India and Canada reset ties with 'landmark' nuclear energy deal

India and Canada Seal Historic Uranium Deal, Target $50 Billion Trade by 2030

NEW DELHI, March 3, 2026 – Fresh from yesterday’s breakthrough talks, India and Canada have formally reset strained relations with a binding uranium supply agreement and concrete plans to quintuple bilateral trade within four years. The developments mark the most significant diplomatic turnaround since ties collapsed in 2023.

In a move described as "immediate and actionable" by energy analysts, Canadian Prime Minister Mark Carney and Indian Prime Minister Narendra Modi signed the uranium cooperation framework during Carney’s first visit to New Delhi since taking office last year. The CAD$2.6 billion (US$1.9 billion) deal guarantees long-term uranium shipments from Canada—home to 10% of global reserves—to fuel India’s expanding nuclear grid. This directly supports India’s urgent mission to grow nuclear capacity from 8 gigawatts today to 100 gigawatts by 2047.

"We struck a landmark deal for long-term uranium supply," PM Modi confirmed at Monday’s joint press conference, adding that both nations will now collaborate on small modular reactors—a critical technology for clean energy. PM Carney emphasized Canada’s role as a "reliable supplier," noting the agreement anchors a new "strategic energy partnership" that also includes LNG exports from Canada’s Pacific coast.

The breakthrough extends far beyond energy.

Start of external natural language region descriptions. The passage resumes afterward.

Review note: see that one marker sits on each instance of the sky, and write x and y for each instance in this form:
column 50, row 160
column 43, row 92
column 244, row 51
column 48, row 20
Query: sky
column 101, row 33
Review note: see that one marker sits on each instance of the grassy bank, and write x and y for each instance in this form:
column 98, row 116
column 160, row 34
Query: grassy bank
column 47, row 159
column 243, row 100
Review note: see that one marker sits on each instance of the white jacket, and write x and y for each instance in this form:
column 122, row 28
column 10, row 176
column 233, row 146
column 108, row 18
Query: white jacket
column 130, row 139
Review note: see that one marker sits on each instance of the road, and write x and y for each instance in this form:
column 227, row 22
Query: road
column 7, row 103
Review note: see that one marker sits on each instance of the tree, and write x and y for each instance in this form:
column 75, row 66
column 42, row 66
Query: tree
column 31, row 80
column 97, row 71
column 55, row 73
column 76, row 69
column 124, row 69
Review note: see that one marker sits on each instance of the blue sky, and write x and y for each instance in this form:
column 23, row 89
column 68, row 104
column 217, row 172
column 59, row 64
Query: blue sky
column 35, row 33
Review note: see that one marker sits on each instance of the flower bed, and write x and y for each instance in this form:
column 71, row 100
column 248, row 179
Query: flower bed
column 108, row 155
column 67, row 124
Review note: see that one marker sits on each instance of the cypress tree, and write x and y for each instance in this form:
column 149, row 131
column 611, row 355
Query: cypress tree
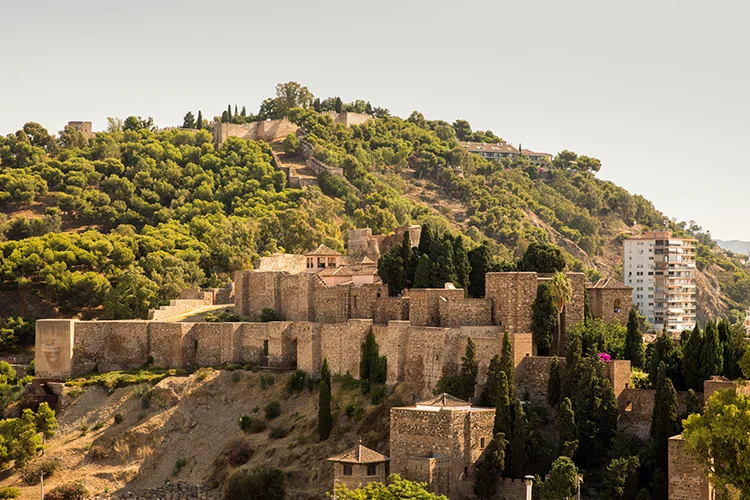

In a previously unannounced detail revealed yesterday, both leaders committed to finalizing a Comprehensive Economic Partnership Agreement (CEPA) by December 2026, with an aggressive target to boost annual trade from $9 billion today to $50 billion by 2030. The deal covers critical minerals for India’s electronics and nuclear sectors, where Canada holds vast lithium and cobalt deposits.

Diplomatic sources confirm these agreements directly undo the damage from 2023, when Canada’s previous government severed cooperation amid unproven allegations linking India to the death of a Sikh activist. Yesterday’s handshake-filled meetings—including defense industry talks and joint counterterrorism pledges—signal a complete reversal. "This isn’t just renewal," Carney stated plainly. "It’s a partnership with new ambition." Notably, Carney departs today for Australia and Japan, cementing this reset as the cornerstone of Canada’s new Indo-Pacific trade strategy.

Global markets reacted swiftly: India’s nuclear energy stocks surged 7% overnight, while Canadian uranium miner Cameco hit a 52-week high. With India needing to add 22 nuclear reactors by 2031, this deal eliminates a major bottleneck in Delhi’s clean energy transition. For Canada—a nation urgently diversifying beyond U.S. trade—it unlocks a $5 trillion economy hungry for resources. As one trade negotiator put it: "They didn’t just mend fences. They built a highway."